Matthew Hummel, MD, orthopaedic surgeon,
Commonwealth Orthopaedic Centers
—As told to Lisa Murtha
“The robotic arm is just a simple tool to make a procedure that’s been done for some time even better. It’s been around for about eight or nine years. I’ve been using it about a year; we were the first in Kentucky to use it. It’s FDA-approved for both hips and knees. Right now it’s used for partial knee replacements.
In the past, for younger, more active people who had isolated arthritis in just one portion of the knee, we would do partial knee replacement resurfacing. It was a very technically demanding surgery that often had a higher failure rate, sometimes upwards of 20 percent. [The robot] has taken the failure rates down to 1 percent. So it’s improved it quite a bit.
[With] previous technology, like the da Vinci for general surgeons, you sit at a controller away from the patient and move it independently. This RIO Robotic Arm Interactive System is a tool that I maneuver, trigger on and off. It’s no different from using a hand-held saw, except for the level of technology involved. It’s a super-smart saw. It provides me with a level of precision and accuracy that I don’t think was affordable any other way.

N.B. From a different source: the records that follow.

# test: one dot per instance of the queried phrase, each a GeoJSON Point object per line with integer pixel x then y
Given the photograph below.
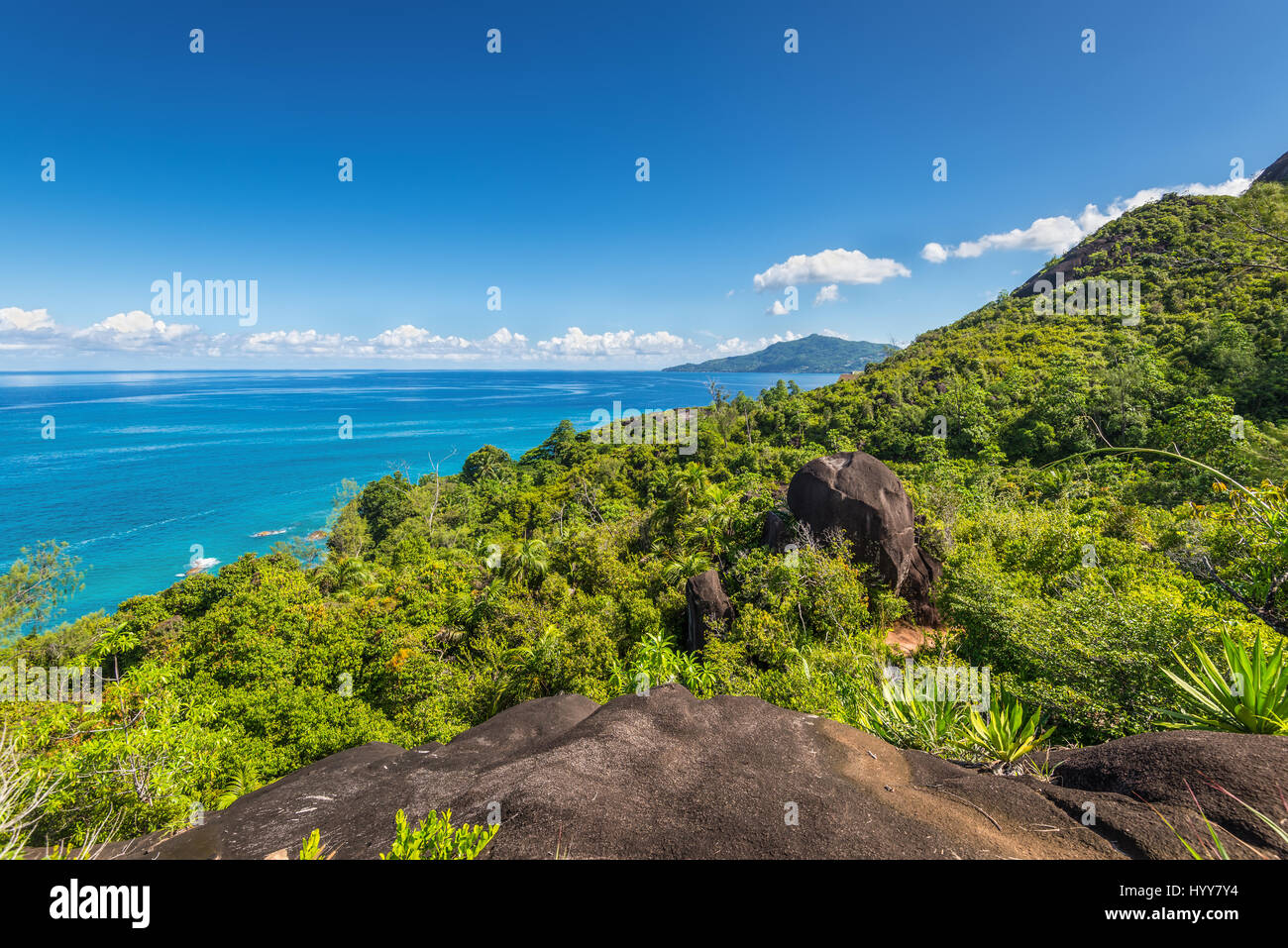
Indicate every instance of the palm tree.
{"type": "Point", "coordinates": [344, 575]}
{"type": "Point", "coordinates": [683, 566]}
{"type": "Point", "coordinates": [529, 558]}
{"type": "Point", "coordinates": [531, 672]}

During surgery, where I make my cuts, there is always that option for individual error. [Now, with the robot], once I open the patient up, I map their anatomy out so it matches my plan on the CT scan. I will cut in exactly that same plane I’ve planned. If I go one millimeter outside that zone, it stops.

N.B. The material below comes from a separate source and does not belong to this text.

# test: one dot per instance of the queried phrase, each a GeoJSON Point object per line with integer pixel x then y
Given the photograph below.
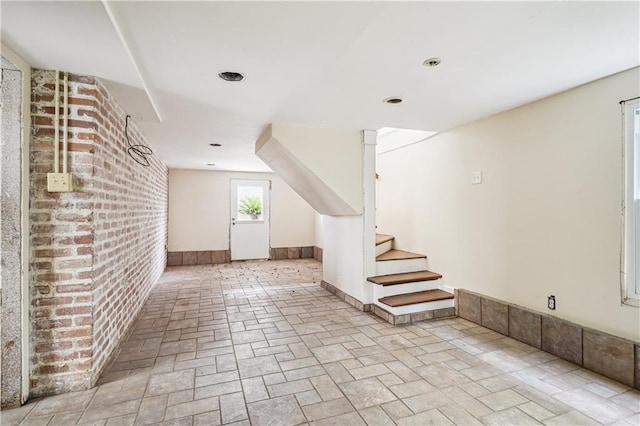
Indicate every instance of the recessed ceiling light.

People say: ‘It takes the control away from the surgeon.’ It does not. It takes away the unknown. For example if there’s a bone cyst, and I’ve got to move two degrees this way, I can go in real time and change my plans. I can run it through simulations on a CT scan and see how the knee responds. Once I think the simulation looks the best, I can cut that angle. So it does provide more freedom to try to match your anatomy better.
Arthritis is a spectrum. When you get the earlier arthritises, you use non-surgical treatments. In the past, when people got that mid-range arthritis, surgeons would say: ‘Let’s buy time until you’re ready for the full knee replacement.’ Now we can treat that earlier stage of arthritis before we let it advance, and hopefully restore quality of life for that patient. You’re never going to be 21 again, but it will get you better than what you are now.”